Shusaku Endo nacque in Giappone nel 1923 e si convertì al cattolicesimo in giovanissima età, per assecondare il volere materno. Fu quindi sempre uno “straniero della religione”, appartenente a un credo poco praticato nel proprio paese e difficilmente compatibile con il sentire spirituale nipponico. Con queste poche righe biografiche non è certo mia intenzione dare informazioni esaustive sull’autore, ma semplicemente indicare a chi non lo conoscesse l’elemento a mio avviso imprescindibile per accostarvisi. Per provare a capirlo, lasciandosi permeare dai dubbi così umani di un uomo che ha sempre vissuto in modo problematico la propria religiosità e facendosi infine accarezzare dal gesto misericordioso di un ritrovato Dio d’amore.

“Nel mondo della fede c'erano i forti e i deboli: i forti venivano coronati di gloria, mentre i deboli dovevano portare il loro fardello per tutta la vita.”

Nei tre racconti raccolti in questo libro troviamo uomini vulnerabili e confusi, ben consci della propria fragile volontà e della propria carente integrità. Alzano gli occhi al modello di martiri e santi, percependo invece nella propria anima il tormento del dubbio, dell’insicurezza, della sciatteria delle proprie azioni e dei propri inganni. Una sofferenza bollente e schiumosa come l’acqua delle sorgenti solforose del monte Unzen nel secondo racconto, quell’acqua ove si compì il martirio dei cristiani nel Giappone del 1600. Eppure, quegli uomini così tormentati sono anche in grado di cogliere segni in grado di riconciliarli con la propria debolezza. Lo sguardo di un merlo indiano in cui percepire tutta la compassione di un Dio che accoglie e perdona. La fotografia del frate polacco Massimiliano Kolbe, a riportare alla memoria un ricordo che sa di tenerezza.

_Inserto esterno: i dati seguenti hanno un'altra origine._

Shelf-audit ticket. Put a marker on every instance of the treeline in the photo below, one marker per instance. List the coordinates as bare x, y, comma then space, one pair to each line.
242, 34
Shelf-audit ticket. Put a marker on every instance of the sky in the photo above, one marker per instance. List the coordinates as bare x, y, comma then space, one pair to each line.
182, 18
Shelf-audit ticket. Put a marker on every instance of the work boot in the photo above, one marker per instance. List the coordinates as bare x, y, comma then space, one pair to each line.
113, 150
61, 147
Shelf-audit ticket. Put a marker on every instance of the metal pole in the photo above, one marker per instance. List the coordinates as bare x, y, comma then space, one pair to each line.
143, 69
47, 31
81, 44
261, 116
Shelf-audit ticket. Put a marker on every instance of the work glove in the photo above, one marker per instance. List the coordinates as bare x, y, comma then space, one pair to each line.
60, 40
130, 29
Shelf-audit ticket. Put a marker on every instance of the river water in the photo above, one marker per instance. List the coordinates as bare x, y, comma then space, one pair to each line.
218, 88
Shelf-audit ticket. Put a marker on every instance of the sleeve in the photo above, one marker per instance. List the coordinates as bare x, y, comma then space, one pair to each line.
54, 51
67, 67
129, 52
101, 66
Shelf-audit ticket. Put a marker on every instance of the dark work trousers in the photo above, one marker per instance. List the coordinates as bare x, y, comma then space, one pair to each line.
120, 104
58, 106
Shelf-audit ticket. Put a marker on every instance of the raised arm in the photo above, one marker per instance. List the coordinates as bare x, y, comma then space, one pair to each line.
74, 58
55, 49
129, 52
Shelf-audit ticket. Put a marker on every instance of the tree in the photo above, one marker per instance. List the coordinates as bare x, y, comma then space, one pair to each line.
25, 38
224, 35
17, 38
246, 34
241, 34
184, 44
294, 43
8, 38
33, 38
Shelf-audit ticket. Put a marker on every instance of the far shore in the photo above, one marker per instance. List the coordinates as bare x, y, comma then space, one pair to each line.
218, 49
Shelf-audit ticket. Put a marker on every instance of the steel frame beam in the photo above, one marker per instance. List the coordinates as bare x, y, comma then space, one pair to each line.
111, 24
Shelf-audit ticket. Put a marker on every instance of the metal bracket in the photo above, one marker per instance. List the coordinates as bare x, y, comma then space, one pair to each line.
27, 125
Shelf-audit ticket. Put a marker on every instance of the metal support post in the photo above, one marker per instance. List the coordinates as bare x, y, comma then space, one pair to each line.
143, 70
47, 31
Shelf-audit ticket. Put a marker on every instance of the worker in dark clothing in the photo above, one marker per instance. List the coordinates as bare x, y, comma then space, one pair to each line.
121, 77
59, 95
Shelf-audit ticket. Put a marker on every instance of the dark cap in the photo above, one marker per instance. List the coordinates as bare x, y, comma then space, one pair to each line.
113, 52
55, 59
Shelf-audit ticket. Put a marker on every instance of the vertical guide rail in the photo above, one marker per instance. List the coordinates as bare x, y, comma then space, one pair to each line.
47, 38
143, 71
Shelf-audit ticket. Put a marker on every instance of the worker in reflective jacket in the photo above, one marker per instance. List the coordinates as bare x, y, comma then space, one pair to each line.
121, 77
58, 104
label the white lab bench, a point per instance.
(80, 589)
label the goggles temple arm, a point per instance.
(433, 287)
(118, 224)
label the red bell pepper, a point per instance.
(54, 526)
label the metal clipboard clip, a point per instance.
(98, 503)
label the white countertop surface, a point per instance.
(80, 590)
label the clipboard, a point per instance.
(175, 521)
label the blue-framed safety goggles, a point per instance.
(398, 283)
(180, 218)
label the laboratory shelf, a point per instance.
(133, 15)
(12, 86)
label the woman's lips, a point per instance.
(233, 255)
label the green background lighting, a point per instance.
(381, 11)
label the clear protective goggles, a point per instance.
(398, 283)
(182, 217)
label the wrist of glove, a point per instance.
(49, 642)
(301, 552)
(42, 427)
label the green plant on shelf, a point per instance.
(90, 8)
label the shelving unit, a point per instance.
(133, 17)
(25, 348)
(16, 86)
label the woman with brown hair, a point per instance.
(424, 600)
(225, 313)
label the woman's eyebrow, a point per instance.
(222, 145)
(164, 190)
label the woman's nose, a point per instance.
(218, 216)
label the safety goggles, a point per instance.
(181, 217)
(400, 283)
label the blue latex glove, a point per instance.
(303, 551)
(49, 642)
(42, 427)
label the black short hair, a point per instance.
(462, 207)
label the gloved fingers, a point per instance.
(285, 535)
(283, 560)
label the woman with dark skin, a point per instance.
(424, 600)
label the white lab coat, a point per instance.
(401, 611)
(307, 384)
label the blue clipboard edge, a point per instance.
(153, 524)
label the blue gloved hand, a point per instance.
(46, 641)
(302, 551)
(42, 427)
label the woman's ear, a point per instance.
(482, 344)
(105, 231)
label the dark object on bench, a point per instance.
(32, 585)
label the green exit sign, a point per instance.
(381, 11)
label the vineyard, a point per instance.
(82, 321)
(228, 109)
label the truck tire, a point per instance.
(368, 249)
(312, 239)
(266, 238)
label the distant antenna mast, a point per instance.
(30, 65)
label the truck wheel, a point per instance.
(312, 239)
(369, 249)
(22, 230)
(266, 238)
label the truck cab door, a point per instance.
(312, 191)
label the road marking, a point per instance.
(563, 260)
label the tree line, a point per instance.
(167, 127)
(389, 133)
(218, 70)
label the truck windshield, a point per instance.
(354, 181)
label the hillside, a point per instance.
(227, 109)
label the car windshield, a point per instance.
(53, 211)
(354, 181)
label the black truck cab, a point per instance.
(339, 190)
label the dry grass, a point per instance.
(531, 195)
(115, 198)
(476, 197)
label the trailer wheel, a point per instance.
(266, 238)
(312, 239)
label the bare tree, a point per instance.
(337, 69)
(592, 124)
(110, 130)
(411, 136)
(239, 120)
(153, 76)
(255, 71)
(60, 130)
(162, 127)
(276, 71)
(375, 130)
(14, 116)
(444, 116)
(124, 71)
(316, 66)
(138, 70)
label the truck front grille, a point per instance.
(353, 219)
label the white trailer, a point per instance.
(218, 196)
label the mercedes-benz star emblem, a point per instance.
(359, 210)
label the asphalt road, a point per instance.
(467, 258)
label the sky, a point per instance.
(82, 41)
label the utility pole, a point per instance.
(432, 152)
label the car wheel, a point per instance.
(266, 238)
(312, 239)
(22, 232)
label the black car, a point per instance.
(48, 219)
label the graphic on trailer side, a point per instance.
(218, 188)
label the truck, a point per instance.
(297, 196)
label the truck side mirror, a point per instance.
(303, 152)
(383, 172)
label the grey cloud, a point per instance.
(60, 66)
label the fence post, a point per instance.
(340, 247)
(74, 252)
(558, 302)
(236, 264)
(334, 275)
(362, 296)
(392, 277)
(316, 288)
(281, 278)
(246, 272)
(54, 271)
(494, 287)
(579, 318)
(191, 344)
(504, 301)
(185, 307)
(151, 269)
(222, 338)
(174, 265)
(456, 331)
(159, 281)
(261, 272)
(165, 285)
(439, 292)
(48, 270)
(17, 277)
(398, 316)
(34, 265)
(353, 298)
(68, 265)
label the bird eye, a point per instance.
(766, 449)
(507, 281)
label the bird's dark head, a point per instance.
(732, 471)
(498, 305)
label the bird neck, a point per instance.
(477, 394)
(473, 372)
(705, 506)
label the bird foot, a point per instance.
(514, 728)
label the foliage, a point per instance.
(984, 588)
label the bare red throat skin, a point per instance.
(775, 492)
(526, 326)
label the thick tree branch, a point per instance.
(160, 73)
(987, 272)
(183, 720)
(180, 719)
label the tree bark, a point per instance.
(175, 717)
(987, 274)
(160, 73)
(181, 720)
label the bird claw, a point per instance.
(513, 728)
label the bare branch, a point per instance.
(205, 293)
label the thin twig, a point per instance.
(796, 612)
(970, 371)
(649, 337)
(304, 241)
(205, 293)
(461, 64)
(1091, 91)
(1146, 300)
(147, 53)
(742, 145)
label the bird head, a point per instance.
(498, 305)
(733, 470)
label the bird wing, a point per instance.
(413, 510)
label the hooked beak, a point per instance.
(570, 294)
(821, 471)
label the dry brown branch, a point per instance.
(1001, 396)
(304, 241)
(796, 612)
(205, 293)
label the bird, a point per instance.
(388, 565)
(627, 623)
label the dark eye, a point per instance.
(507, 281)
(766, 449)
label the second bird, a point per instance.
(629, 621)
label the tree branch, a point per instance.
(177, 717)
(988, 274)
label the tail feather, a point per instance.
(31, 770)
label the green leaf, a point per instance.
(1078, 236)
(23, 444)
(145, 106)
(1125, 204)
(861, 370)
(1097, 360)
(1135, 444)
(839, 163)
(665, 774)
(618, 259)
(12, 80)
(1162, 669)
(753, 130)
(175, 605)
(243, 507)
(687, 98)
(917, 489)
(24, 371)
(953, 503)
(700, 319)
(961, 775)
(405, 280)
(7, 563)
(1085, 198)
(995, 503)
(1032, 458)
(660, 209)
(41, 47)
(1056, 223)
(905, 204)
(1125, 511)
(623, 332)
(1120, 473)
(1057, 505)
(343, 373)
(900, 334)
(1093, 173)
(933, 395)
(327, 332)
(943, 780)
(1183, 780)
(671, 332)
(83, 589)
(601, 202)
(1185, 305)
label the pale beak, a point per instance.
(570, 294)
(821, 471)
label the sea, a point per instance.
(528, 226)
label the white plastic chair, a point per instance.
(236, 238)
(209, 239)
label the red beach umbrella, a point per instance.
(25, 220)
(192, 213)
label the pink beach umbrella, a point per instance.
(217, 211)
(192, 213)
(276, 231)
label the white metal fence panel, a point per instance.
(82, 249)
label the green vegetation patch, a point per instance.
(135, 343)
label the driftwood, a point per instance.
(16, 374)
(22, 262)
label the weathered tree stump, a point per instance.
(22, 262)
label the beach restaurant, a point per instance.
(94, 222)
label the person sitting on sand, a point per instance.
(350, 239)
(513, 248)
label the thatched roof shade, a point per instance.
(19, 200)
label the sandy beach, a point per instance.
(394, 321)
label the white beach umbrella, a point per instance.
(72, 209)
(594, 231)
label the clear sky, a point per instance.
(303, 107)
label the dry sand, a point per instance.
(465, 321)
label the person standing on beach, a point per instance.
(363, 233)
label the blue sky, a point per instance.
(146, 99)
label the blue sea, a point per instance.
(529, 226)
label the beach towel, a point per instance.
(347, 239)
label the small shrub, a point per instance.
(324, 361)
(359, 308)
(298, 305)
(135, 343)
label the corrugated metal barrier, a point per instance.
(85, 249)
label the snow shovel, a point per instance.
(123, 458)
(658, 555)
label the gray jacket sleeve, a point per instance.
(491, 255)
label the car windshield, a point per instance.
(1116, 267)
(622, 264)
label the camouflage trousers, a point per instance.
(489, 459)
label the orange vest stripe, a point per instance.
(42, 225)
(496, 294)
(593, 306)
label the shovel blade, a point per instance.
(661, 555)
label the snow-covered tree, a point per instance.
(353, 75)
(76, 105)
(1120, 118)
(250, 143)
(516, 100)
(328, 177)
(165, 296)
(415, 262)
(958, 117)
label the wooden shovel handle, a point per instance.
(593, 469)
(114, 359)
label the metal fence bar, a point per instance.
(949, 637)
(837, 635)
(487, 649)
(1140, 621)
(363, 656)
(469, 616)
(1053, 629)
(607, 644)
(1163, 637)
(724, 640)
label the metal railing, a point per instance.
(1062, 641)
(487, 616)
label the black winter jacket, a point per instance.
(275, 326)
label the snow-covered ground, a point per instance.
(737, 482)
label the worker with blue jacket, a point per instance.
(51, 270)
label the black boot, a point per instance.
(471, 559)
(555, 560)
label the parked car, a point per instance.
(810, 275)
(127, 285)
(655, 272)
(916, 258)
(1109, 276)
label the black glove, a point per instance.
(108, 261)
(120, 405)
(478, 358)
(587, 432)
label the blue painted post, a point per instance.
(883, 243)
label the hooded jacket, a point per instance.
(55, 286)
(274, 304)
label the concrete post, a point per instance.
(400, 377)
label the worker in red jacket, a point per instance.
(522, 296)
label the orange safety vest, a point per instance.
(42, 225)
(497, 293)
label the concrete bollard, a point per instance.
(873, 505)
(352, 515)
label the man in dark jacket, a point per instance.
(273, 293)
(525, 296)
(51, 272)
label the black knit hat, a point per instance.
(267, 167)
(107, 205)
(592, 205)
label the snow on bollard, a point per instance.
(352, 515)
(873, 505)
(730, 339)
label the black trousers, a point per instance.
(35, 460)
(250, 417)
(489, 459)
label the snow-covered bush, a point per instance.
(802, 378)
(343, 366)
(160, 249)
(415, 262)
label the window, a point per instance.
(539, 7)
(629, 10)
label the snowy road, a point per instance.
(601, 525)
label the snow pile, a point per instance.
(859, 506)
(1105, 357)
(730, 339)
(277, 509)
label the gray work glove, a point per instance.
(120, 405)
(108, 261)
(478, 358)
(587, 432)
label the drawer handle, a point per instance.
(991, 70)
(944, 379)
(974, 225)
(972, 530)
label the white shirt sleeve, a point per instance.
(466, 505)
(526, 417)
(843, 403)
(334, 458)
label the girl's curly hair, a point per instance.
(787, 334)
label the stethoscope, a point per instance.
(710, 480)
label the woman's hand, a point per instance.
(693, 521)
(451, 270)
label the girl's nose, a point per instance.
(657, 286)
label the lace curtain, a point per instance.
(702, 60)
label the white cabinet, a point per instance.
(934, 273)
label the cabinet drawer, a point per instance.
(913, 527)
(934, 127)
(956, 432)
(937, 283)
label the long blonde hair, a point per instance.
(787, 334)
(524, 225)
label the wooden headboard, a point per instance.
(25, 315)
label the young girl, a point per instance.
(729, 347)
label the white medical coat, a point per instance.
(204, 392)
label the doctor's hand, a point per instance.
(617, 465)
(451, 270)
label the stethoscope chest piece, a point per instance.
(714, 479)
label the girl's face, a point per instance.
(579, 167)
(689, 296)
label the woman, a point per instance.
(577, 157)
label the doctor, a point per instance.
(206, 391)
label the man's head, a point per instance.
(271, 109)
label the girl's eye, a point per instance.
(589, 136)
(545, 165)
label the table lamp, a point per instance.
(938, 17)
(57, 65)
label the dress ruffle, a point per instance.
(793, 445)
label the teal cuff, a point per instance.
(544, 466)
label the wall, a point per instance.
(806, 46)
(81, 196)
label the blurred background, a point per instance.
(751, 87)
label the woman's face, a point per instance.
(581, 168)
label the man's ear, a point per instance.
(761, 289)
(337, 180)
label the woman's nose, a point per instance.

Cristallina e pulita la scrittura, oltre che di facile lettura per la brevità dei racconti. Profondo e denso il contenuto, una prospettiva diversa e dal retrogusto autobiografico sulla religiosità e la ricerca spirituale. Il mio incontro con questo scrittore è avvenuto in modo del tutto fortuito, ma sono contenta di averlo incontrato.